Between teaching, research, and my other professional responsibilities, I am here to admit to you my biggest career failure: my inability to say no. This failing has been most apparent in the last five years with the coincidence of the American Association for the Advacement of Science presidency, the National Science Board appointment, the U.S. State Department science envoy appointment, and the expanded international COACh activities. There are no regrets, however, because this whirlwind has given me an invaluable perspective on the global scientific enterprise, and I’d like to share some of these insights with you.
First, I am in awe of the incredible impact that so many scientists are making in developing countries with limited resources. It is my hope that we not minimize the accomplishments of these gifted individuals with our reliance on simplistic metrics such as publication numbers, impact factors, and h-indices. Second, I look forward to the day when we hold a multitude of critically important scientific careers in the same regard as we do professorships. Today, we need scientific talent in a vast array of occupations outside of academia to keep the world’s scientific enterprise afloat. Such choices need more credit and visibility. Expanding our definition of the scientific community, I believe, serves to enrich us rather than dilute us.

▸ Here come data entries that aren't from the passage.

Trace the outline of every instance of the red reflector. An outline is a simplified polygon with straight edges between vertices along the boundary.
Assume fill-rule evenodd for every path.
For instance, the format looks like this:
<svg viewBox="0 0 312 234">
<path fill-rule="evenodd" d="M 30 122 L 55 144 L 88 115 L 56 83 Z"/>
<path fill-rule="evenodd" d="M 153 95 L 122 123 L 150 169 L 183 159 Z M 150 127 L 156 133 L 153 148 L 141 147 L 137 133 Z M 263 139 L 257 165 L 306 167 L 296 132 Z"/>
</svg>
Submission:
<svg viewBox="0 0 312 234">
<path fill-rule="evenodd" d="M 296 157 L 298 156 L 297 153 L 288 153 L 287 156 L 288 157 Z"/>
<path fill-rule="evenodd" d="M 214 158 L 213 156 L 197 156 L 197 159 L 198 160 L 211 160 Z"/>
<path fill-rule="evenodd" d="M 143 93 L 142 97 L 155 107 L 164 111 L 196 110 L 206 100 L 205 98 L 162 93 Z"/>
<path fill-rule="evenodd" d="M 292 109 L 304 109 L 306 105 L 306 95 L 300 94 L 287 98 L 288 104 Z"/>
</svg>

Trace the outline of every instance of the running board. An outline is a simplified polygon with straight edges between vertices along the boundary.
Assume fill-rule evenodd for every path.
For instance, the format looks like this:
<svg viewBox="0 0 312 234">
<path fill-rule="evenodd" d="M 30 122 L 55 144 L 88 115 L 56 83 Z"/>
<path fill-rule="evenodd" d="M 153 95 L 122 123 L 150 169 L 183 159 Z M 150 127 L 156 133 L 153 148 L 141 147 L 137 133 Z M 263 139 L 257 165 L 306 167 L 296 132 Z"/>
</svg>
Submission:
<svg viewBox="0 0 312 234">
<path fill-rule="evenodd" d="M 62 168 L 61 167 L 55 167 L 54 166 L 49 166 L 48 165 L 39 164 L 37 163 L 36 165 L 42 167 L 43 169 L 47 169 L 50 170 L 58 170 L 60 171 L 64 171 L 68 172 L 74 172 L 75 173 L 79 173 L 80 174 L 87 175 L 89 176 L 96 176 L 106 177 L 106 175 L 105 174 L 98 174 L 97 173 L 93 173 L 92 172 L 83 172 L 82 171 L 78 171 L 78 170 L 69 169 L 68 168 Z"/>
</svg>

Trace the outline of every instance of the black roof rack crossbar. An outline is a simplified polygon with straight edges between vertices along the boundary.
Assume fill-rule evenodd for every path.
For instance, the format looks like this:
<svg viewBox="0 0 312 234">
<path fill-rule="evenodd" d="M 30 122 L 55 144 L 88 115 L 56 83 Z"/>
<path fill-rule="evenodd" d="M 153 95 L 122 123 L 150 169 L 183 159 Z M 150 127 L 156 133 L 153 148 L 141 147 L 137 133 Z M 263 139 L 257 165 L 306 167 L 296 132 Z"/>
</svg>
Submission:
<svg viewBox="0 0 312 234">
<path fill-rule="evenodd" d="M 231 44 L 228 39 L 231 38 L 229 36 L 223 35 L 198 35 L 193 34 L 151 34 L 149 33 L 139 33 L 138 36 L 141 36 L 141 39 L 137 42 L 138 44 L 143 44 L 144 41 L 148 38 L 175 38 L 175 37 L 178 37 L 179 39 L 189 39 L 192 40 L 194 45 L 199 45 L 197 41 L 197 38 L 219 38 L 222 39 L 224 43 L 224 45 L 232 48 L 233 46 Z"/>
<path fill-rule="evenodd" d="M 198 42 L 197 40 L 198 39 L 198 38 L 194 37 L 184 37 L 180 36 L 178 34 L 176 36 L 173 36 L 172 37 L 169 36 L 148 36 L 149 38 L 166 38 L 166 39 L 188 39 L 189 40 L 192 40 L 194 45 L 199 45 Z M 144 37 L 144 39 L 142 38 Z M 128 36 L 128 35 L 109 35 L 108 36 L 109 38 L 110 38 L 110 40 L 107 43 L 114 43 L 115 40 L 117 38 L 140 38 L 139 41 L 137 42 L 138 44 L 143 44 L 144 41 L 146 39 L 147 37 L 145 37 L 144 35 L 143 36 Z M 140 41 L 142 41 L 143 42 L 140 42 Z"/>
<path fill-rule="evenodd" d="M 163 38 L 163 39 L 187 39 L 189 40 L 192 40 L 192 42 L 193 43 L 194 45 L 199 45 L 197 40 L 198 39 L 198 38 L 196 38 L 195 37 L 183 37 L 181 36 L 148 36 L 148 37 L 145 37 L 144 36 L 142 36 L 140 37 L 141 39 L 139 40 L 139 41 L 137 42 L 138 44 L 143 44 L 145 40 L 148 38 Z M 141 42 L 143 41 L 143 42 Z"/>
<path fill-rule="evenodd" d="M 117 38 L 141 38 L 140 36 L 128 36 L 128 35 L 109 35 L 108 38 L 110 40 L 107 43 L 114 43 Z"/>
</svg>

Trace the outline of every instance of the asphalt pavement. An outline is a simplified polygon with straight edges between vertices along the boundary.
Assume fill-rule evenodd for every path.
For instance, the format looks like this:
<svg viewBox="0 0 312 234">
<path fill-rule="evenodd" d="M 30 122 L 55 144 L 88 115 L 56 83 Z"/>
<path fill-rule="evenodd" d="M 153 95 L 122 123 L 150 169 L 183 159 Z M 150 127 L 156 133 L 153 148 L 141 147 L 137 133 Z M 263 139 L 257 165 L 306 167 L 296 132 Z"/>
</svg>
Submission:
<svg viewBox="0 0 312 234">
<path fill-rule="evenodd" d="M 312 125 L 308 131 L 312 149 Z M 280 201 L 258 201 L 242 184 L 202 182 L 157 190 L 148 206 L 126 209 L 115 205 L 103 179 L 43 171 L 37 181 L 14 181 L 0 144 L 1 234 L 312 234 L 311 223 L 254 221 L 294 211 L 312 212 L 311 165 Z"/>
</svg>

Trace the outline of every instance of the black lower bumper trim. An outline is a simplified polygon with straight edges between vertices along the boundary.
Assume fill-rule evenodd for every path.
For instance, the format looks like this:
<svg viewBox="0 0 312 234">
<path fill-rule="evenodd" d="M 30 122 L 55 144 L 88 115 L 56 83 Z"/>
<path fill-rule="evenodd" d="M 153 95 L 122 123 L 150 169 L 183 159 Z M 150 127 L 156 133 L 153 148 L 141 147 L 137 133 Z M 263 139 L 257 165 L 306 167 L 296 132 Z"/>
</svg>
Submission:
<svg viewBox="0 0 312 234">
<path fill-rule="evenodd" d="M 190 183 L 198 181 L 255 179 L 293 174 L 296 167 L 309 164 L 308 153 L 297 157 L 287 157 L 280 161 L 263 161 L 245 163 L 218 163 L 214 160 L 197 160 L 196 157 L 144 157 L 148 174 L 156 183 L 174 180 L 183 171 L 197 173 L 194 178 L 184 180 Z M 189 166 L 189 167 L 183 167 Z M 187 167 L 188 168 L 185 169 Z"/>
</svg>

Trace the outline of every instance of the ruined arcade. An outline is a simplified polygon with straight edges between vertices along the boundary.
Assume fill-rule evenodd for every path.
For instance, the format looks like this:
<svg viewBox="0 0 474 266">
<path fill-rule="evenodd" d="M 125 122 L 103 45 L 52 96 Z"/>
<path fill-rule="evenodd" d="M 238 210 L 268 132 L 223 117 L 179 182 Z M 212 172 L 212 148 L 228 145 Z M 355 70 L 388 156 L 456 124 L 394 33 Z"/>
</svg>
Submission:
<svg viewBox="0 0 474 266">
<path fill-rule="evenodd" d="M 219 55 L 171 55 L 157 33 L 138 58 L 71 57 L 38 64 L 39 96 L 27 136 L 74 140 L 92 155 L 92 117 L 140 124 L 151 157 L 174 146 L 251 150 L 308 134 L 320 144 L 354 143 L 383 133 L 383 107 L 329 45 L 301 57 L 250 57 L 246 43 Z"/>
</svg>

And third, as we celebrate the largest number of female national award recipients in the history of ACS, we also must recognize that we have far to go in embracing and empowering all who seek scientific careers regardless of race, religion, social status, gender identification, and physical disability. Although social diversity may sometimes make us uncomfortable, it is proven that discomfort can push us to work harder and be more creative in our problem solving.
As I look back on my career, I take great pride in my research accomplishments, but I realize that I have found my deepest fulfillment in the human interactions. My life is rich beyond measure from the mentors who have shared their gifts with me, the colleagues who have expanded my capacities, and the students and postdocs who have taught me as I’ve worked to guide them. I am constantly inspired by the spirit of the people I have met through COACh who prove time and again the power of courage and creativity. It’s easy for us to get lost in the complexities of our work, but it’s important to remember that we can’t succeed without one another. Our human connections are crucial to making great science.
Finally, I want to acknowledge it’s not lost on me that I’m not the typical recipient of this award, which, of course, is evident from my background, my forays far beyond the laboratory, and most obviously, my gender. I am profoundly grateful to all who have been a part of placing this beautician’s daughter here at this moment. Because of you, I hold the hope that my selection is an important step toward making it typical—and that it serves as a welcome sign to the diversity of humanity that science has such ability to attract.